Vokalmusik neu auf CD

Ildebrando d'Arcangelo, längst weltweit gefragt mit seinen Mozart-Rollen, präsentiert seine liebsten Mozart-Arien auf CD; in Großbritannien wird der Liederkomponist Wilhelm Kienzl wiederentdeckt; aus dem Wien des Jahres 1964 kommt ein lange "verschollener" Live-Mitschnitt von Mahlers "Lied von der Erde" mit dem fabelhaften Fritz Wunderlich.

Ildebrando d'Arcangelo singt Mozart

Eben war Ildebrando d'Arcangelo bei den Salzburger Festspielen gemeinsam mit Anna Netrebko (und unter der Leitung von Antonio Pappano) Teil des Solistenquartetts bei Rossinis "Stabat Mater". Die Salzburger Mozart-Opern-Besetzungen kommen zwar diesen Sommer ohne den italienischen Bassbariton aus, der Don Giovanni und Leporello singt, Figaro und Graf Almaviva, Guglielmo und Don Alfonso, aber dank einer neuen Solo-CD bei der "Deutschen Grammophon" ist d'Arcangelo dennoch mit Mozart präsent.

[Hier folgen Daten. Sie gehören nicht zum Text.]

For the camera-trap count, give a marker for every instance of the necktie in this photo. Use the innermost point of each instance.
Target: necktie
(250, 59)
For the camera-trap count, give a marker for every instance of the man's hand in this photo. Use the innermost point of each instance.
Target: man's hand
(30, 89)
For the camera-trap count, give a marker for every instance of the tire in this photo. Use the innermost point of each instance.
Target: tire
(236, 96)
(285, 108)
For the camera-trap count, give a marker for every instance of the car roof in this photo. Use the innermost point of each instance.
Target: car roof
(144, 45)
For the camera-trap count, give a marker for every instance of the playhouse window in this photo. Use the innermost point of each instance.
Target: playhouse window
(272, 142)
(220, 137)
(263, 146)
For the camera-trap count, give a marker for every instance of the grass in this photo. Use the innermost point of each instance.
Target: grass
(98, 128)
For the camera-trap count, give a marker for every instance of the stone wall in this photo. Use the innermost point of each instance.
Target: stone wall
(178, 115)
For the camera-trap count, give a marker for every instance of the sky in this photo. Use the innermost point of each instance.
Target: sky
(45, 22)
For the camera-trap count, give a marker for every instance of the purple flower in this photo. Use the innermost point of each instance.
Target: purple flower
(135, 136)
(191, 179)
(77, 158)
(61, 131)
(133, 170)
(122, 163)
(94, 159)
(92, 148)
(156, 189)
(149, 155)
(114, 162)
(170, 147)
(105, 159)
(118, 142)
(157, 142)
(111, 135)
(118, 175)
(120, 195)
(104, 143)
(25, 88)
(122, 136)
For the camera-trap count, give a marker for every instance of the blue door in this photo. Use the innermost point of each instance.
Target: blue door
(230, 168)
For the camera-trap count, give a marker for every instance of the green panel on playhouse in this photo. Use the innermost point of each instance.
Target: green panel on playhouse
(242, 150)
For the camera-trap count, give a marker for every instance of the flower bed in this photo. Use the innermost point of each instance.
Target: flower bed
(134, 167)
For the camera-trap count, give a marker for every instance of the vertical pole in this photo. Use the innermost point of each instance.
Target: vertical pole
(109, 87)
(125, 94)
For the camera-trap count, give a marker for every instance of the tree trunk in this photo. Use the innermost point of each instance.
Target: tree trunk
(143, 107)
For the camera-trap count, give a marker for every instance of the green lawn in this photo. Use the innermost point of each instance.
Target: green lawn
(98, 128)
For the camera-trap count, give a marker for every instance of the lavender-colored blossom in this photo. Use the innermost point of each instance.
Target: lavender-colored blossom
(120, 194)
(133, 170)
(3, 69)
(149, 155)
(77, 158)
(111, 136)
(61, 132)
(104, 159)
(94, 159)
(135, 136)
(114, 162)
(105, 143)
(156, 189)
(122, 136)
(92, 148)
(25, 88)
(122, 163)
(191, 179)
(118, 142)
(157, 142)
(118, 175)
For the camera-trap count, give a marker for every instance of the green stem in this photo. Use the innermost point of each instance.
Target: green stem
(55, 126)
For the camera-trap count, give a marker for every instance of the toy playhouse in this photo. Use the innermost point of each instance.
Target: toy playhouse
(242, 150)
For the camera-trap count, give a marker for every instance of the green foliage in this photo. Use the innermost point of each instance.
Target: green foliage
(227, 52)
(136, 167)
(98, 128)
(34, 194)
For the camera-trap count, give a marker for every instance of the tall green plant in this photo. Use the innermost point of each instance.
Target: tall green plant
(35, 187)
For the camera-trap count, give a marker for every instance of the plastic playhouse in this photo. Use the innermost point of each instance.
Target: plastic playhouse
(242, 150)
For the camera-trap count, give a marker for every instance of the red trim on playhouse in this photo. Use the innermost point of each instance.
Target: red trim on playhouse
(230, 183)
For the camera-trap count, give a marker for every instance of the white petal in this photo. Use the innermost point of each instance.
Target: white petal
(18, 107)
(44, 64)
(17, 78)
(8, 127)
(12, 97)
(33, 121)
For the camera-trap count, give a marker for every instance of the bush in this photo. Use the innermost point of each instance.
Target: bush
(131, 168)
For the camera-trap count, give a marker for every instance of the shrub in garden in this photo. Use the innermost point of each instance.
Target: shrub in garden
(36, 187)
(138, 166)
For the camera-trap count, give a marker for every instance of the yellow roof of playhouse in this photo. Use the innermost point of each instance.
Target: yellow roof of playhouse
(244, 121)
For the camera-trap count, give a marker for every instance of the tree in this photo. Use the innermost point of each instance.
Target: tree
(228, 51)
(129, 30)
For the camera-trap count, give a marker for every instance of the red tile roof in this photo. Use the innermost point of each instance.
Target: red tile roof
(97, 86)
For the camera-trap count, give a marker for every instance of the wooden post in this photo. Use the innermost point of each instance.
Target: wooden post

Ildebrando d'Arcangelo möchte bald zwischen Mozart, Donizetti und (neu für ihn) Verdi wechseln, so wie bisher - stets mit männlich-direktem Zugriff, auch auf dem im Juni veröffentlichten Recital - vom Diener zum Herren und wieder zurück bei Wolfgang Amadeus Mozart. Begleitet vom Orchester des Teatro Regio di Torino unter der Leitung des dort als Chef amtierenden Gianandrea Noseda mischt d'Arcangelo hier die bekanntesten Solonummern seiner angestammten Mozart-Partien mit Ausgefallenem, wie es bei den Salzburger Mozart-Matineen seinen Platz hätte.

Höllenfahrts-Furor

So weist die Einlagearie "Mentre ti lascio, o figlia" (mit väterlichem Abschied von der Tochter) inhaltlich schon auf Verdi voraus, während die buffoneske Konzertarie "Per questa bella mano", geschrieben für den ersten Sarastro und einen virtuosen Kontrabass-Solisten im Orchester, spätesten Mozart zeigt; die Szene "Cosi dunque tradicsi; Aspri rimorsi atroci" gibt Ildebrando d'Arcangelo Gelegenheit, im erregten Höllenfahrts-Furor à la Don Juan aufzutrumpfen.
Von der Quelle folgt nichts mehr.